El agua, dulce y fresca, sigue manando del manantial. El cauce, prístino y pequeño, nos ha llevado a un océano de orilla a orilla.
Las gotas inocentes y frágiles del páramo no han dejado de caer. Su dulce canto de acequia y riachuelo están sonando aún.
El curso del agua fue conociendo otros cauces. A veces abruptos, violentos, de altura; otros discretos, en remanso, reposados. Hubo pantanos, lodo, rocas, que nos orillaron y aquietaron: agua estancada que no se mueve y muere. Otros seres habitaron ese estado.
Mas, el agua no para, brillante y potente, abre su cauce y reluce su fuerza. En tres riachuelos se multiplicó; trayectos vitales en busca de su propio torrente. Aguas de colores, aguas de vida, aguas que alegran y sanan, aguas en fin, de cascadas, ricos brotes, arcoiris y brisa. Roca, torrente y luz.
Los campos se han nutrido por la lluvia, la siembra y la cosecha. Los frutos de vida y de trabajos han dibujado estrellas y constelaciones. El viento límpido escruta las arboledas y anima el hogar y el fuego. Hemos labrado en la sagrada tierra de los aprendices que juegan ahora su propio destino. Y de nuestras parcelas anidadas en el capulí y el eucalipto, ha brotado nuestro norte y se ha tomado el orbe.
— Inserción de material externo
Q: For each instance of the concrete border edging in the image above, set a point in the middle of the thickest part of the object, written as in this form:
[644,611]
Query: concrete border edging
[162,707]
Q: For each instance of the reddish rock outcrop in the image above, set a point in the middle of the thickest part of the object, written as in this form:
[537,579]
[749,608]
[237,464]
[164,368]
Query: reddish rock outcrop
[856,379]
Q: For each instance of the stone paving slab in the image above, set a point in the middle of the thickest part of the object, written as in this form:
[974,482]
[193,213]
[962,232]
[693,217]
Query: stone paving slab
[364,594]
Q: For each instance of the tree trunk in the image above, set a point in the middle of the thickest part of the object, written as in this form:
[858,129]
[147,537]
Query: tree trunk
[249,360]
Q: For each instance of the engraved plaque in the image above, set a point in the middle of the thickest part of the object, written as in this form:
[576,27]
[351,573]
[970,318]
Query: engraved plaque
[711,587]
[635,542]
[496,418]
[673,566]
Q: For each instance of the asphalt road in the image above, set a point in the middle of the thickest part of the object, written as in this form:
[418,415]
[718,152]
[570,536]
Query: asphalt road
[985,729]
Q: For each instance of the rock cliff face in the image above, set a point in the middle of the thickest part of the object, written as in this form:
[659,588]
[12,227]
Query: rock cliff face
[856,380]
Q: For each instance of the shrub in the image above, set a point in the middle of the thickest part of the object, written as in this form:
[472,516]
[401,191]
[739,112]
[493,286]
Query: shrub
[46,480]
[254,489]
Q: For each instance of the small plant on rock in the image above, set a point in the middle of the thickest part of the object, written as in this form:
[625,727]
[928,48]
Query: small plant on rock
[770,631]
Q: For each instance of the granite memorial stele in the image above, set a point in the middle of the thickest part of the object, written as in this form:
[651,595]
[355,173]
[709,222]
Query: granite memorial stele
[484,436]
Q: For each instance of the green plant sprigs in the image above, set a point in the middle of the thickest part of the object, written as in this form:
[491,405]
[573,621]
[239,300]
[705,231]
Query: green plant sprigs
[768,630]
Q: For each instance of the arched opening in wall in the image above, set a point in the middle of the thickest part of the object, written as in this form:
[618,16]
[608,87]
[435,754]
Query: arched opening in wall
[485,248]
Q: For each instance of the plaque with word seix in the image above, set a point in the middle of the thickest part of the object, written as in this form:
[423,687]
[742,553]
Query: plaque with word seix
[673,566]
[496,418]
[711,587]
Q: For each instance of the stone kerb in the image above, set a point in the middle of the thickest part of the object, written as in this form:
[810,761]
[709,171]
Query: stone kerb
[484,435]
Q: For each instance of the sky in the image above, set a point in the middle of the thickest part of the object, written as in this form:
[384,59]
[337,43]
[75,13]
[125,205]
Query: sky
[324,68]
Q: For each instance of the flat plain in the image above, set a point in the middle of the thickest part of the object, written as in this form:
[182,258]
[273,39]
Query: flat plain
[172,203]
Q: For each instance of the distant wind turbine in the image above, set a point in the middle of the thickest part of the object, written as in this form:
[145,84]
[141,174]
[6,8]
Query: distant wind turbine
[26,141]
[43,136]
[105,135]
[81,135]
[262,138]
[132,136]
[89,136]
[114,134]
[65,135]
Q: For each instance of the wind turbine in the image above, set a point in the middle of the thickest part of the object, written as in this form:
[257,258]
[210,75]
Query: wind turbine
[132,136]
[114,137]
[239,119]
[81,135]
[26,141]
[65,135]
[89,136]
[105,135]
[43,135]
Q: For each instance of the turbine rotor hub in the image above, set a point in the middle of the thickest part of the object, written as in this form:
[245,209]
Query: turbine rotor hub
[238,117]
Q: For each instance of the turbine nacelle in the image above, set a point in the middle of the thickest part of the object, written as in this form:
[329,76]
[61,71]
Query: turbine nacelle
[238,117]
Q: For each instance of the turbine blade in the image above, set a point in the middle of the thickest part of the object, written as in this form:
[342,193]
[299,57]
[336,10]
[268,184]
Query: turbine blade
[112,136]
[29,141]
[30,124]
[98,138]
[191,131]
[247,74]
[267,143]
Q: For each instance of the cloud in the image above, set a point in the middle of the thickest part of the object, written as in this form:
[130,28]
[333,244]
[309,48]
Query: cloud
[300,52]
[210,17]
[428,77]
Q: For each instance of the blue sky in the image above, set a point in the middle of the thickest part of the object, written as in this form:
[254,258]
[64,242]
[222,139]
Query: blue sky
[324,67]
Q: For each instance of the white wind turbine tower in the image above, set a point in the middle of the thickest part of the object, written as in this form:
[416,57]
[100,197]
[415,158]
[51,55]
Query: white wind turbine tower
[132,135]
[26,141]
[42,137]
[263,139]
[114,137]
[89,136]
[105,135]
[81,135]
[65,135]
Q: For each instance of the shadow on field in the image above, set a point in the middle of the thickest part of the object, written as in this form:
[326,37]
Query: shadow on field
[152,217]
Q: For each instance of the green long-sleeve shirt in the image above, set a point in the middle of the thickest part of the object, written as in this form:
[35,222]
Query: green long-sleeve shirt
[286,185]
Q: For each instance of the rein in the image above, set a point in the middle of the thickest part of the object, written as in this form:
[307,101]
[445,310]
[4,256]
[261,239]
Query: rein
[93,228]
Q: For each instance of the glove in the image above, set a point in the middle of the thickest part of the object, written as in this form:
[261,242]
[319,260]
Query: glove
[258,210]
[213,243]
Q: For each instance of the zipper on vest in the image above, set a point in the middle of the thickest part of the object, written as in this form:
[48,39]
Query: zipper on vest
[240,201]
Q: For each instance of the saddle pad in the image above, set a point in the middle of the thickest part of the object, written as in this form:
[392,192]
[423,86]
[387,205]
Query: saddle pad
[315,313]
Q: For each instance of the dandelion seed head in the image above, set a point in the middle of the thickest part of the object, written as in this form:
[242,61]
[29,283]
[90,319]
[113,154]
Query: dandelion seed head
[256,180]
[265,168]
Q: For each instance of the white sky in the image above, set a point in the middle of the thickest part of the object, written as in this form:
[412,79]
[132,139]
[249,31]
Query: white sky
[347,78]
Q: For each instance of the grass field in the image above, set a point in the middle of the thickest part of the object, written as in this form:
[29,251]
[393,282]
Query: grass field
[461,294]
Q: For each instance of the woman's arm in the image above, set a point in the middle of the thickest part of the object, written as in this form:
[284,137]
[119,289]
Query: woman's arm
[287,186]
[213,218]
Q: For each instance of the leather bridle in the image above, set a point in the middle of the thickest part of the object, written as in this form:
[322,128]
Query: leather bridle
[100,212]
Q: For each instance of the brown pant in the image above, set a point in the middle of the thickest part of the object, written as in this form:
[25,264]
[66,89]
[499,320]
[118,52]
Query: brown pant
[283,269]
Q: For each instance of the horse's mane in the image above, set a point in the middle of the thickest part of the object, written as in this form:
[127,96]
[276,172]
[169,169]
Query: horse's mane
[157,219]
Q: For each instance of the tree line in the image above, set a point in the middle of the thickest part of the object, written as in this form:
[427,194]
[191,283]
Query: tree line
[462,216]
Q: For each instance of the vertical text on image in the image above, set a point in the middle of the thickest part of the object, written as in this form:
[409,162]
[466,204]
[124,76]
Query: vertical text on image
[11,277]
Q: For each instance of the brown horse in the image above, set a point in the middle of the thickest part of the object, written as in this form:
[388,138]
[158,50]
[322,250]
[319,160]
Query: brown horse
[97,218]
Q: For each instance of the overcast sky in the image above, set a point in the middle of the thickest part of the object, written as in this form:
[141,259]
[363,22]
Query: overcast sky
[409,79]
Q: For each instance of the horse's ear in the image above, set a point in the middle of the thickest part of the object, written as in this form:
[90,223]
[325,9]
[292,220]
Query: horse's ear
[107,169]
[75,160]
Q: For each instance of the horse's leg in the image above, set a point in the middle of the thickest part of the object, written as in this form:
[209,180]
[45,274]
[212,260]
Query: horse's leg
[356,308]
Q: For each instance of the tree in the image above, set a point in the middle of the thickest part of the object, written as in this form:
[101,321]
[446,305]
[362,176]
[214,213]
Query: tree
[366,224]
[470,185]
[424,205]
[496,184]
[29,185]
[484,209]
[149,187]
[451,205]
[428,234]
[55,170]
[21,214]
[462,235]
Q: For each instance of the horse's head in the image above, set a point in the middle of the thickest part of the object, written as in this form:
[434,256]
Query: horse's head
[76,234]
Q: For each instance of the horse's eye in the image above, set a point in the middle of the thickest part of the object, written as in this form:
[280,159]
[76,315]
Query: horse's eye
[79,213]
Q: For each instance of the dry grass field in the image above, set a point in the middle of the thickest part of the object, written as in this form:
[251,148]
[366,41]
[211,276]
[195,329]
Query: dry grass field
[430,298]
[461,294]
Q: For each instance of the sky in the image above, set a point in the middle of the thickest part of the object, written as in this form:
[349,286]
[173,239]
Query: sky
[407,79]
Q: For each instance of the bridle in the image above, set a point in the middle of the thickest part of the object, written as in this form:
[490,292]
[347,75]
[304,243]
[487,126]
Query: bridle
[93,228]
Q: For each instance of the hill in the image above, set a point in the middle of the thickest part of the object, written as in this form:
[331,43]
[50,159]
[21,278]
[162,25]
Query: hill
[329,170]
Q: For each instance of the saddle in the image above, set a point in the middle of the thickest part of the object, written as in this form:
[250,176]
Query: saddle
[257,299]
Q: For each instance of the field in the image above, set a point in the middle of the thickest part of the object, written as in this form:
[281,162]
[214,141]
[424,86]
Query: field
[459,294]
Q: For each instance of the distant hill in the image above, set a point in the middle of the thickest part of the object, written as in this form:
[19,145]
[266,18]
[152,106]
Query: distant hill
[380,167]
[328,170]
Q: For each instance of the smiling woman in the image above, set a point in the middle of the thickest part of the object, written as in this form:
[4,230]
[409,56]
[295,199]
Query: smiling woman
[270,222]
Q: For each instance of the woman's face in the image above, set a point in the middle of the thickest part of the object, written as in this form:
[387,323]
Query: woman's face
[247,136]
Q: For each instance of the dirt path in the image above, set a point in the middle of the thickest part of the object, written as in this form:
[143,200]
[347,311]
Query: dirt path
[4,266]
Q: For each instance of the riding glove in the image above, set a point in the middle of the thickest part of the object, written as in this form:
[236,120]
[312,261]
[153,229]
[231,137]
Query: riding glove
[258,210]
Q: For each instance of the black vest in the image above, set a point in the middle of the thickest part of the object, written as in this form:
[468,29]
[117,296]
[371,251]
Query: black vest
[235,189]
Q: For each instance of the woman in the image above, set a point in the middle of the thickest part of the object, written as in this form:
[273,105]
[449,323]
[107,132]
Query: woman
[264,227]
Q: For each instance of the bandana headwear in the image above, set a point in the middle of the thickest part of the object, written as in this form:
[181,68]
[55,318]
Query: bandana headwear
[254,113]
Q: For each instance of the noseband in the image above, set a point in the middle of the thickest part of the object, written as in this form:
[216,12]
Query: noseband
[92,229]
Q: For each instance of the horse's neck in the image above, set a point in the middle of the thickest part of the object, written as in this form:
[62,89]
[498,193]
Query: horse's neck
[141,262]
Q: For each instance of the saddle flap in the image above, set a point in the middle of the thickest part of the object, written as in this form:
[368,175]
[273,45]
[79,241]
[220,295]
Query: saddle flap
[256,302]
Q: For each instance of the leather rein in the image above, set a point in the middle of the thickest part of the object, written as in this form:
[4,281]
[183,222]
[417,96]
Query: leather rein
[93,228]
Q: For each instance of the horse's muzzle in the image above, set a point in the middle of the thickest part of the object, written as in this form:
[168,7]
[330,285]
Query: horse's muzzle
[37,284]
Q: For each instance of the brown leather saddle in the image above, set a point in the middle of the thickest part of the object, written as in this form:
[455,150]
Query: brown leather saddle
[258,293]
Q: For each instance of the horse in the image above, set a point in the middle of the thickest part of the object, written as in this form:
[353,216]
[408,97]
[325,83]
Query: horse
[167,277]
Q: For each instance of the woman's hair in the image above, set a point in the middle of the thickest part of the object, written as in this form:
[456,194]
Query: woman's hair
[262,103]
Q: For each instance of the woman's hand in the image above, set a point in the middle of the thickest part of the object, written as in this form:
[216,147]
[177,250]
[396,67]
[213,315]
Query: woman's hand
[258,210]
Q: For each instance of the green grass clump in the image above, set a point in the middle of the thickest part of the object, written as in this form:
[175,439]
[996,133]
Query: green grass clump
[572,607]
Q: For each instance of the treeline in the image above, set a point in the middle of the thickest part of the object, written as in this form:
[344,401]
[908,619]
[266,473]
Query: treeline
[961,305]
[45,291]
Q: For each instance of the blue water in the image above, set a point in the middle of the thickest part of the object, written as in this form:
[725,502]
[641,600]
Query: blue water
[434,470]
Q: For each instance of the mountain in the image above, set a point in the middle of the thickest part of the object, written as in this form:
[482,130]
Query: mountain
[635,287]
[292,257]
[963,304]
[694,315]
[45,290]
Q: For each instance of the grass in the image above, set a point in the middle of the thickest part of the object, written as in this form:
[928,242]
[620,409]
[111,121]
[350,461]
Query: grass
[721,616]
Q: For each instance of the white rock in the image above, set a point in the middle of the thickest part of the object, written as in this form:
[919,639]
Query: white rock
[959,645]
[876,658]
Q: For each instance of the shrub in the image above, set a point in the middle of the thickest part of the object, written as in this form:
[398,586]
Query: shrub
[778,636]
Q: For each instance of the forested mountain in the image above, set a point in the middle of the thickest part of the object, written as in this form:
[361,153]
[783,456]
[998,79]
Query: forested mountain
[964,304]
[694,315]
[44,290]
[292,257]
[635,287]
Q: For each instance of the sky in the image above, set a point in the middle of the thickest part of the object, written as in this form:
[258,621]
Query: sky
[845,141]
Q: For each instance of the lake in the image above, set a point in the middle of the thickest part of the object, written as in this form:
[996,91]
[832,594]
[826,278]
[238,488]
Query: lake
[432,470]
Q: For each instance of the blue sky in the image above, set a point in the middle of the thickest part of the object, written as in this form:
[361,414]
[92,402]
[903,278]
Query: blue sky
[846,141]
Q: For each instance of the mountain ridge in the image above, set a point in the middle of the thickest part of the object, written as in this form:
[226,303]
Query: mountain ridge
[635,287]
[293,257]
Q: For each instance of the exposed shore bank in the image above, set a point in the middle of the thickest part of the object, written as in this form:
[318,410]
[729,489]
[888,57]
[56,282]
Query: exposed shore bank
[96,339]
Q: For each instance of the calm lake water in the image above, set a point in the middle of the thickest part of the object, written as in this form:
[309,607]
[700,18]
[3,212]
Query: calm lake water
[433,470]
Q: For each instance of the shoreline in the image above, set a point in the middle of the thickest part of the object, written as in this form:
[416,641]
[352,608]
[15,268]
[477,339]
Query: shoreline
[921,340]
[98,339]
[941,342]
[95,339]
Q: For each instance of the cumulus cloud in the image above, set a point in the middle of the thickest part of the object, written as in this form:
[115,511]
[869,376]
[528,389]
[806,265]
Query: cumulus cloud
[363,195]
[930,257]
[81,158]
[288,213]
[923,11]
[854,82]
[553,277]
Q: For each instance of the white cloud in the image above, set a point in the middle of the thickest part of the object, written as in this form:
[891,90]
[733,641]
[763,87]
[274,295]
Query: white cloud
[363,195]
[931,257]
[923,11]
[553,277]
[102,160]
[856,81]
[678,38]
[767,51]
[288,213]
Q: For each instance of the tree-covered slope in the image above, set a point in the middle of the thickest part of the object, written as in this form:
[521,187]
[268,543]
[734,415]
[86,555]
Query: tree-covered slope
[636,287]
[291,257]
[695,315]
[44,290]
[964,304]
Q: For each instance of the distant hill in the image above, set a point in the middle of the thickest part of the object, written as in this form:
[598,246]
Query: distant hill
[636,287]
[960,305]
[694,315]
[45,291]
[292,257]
Te veo, mujer, en el planisferio y sueño tus pasos y gestos, anhelando que la chakana y el lauburu conspiren a favor nuestro. Enlazo mis dedos y siento apretar los tuyos y nuestro andar se hace ligero y constante.
Una recarga de peces remece el barco, nuevas corrientes hinchan las velas. Quiera el buen Dios, y nos dé, cada día, la memoria, el empeño, la salud, el amor y la gracia para andar, volar, navegar otros tantos marzos, juntos, hasta el final.